What are the most sustainable business models? I don’t think there’s just one, but here are a couple of principles that I think are important to keep in mind:
I think they need to start with a real analysis of those who are affected. There should be community members helping to set the agenda: young people, old people, disabled people; we really need to begin grounded in the conversations with those communities to begin with.
Another area where we can improve is in providing basic support for groups that maybe are strong on community organizing and have a potentially viable business idea, but need a lot of help with things like writing grants, creating business plans, and doing cost/benefit analyses. We can do a better job of helping grassroots organizations and entrepreneurs understand their funding options and the emerging social innovation funding models like social impact bonds and investments. We need to partner, as much as possible, to build capacity within those organizations, so that over time, they don’t need to depend as much on outside expert consultants.
How can we use food as a way in to difficult discussions about environmental and social justice issues?
Look at climate change.
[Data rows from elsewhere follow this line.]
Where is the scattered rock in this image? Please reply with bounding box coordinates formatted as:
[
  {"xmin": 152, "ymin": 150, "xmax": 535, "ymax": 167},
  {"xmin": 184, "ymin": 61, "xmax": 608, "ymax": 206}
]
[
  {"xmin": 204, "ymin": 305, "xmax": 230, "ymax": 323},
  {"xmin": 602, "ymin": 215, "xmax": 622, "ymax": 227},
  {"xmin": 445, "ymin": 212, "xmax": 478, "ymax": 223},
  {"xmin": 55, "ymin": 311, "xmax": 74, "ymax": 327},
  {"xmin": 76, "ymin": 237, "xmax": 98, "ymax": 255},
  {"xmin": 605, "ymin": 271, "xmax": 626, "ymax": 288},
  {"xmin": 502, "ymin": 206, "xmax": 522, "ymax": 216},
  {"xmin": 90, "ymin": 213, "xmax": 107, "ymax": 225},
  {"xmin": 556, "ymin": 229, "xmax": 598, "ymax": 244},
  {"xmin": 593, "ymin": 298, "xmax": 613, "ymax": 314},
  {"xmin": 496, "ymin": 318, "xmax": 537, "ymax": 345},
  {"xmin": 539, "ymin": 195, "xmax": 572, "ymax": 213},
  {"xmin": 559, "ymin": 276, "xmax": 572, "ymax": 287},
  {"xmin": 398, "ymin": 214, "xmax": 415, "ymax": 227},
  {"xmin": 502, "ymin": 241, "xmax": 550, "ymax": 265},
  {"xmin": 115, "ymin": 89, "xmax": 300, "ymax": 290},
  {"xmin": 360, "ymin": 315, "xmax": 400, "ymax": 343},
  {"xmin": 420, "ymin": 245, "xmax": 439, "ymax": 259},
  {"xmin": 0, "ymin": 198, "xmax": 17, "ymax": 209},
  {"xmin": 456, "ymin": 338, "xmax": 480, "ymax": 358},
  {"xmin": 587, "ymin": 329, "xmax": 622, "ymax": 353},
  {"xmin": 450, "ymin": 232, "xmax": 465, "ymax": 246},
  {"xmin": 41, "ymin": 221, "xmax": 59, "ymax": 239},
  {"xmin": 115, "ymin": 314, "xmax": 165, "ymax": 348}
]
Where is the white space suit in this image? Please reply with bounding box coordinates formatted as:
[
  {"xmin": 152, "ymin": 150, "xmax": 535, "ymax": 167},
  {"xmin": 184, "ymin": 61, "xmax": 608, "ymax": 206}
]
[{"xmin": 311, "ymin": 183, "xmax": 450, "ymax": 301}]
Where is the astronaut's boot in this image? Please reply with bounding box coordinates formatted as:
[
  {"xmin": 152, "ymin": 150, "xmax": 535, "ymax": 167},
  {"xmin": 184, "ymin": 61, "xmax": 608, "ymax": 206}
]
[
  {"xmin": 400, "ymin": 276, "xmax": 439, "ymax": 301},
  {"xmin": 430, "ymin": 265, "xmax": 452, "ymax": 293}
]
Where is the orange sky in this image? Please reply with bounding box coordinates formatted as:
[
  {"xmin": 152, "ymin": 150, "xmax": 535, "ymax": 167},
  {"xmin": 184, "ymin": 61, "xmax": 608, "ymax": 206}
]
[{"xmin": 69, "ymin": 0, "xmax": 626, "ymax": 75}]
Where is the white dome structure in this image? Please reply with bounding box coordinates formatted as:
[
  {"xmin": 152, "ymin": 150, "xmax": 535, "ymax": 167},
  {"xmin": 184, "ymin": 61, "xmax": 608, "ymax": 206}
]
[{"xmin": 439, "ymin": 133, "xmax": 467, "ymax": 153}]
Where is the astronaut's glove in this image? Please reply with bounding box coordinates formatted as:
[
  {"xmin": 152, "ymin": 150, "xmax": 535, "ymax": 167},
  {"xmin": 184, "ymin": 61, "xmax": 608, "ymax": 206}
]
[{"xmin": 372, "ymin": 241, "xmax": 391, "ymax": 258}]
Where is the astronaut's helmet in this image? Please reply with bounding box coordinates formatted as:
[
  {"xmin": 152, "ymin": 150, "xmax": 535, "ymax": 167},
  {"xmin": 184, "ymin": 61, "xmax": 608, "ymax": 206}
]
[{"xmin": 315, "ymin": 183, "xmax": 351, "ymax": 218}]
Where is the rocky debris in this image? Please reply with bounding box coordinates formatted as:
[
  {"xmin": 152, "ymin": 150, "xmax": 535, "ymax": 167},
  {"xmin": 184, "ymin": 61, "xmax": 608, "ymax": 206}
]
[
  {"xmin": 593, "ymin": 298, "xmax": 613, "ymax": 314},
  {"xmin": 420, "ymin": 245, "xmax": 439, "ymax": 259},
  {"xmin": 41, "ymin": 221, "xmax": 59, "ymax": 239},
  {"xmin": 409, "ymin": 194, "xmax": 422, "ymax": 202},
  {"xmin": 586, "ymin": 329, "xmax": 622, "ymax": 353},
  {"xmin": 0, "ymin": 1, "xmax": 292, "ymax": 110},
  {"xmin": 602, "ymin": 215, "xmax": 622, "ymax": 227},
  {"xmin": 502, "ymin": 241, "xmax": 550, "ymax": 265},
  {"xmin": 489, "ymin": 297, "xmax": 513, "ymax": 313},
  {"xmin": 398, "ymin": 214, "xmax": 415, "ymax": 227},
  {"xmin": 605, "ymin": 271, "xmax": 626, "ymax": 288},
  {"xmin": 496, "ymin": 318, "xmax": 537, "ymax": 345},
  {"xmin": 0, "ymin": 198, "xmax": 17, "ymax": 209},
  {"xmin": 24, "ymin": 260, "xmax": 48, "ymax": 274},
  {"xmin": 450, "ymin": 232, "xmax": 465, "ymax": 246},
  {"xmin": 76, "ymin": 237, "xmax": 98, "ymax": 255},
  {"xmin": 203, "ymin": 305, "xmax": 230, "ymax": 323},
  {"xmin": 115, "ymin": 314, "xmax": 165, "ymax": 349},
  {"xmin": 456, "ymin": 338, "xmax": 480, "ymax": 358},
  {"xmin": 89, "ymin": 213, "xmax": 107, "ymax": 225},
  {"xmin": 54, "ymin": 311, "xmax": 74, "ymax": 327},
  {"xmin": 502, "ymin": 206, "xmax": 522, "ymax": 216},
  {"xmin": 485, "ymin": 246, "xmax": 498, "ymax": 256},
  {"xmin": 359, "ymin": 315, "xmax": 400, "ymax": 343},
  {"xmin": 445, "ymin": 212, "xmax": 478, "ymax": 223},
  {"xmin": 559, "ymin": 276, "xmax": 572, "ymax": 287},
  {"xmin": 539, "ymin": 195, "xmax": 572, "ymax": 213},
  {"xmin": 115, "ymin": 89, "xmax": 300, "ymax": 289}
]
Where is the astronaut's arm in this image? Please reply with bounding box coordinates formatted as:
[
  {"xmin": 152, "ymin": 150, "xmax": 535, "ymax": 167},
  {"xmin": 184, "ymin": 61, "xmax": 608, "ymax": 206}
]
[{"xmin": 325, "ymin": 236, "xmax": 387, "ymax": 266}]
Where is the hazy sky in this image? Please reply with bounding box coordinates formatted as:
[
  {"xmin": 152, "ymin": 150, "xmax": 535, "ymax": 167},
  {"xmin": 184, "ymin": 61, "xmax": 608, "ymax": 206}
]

I’ve seen wide ranges of figures, but let’s just say a quarter of greenhouse gas is attributed in some way, very directly or somewhat indirectly, to agriculture. That’s as much as or more than transportation—as much as or more than pretty much every sector. But when you think about the coverage of agriculture and food in climate change discussions, it’s almost nonexistent. All we ever hear is that we should ride a bike to work.
It’s empirically unfounded—and bizarre from a communication perspective—for us not to focus more on the food system if we care about climate change. Everyone wants to talk about food. It’s really hard to conceptualize what 350 parts per million in the atmosphere looks like, but you can have a conversation about your dinner plate and the ecological implications of that dinner plate.
I think that major institutions and major environmental organizations have really missed out on an opportunity over the last 20 years or more to put the food system front and center. If we can reshape our food system in a way that is more ecologically sound, and do it in a way that also promotes health and equity, it’s not going to solve all our problems, but it’s going to tackle some of the fundamental challenges that we see in contemporary society related to health, environment, and equity.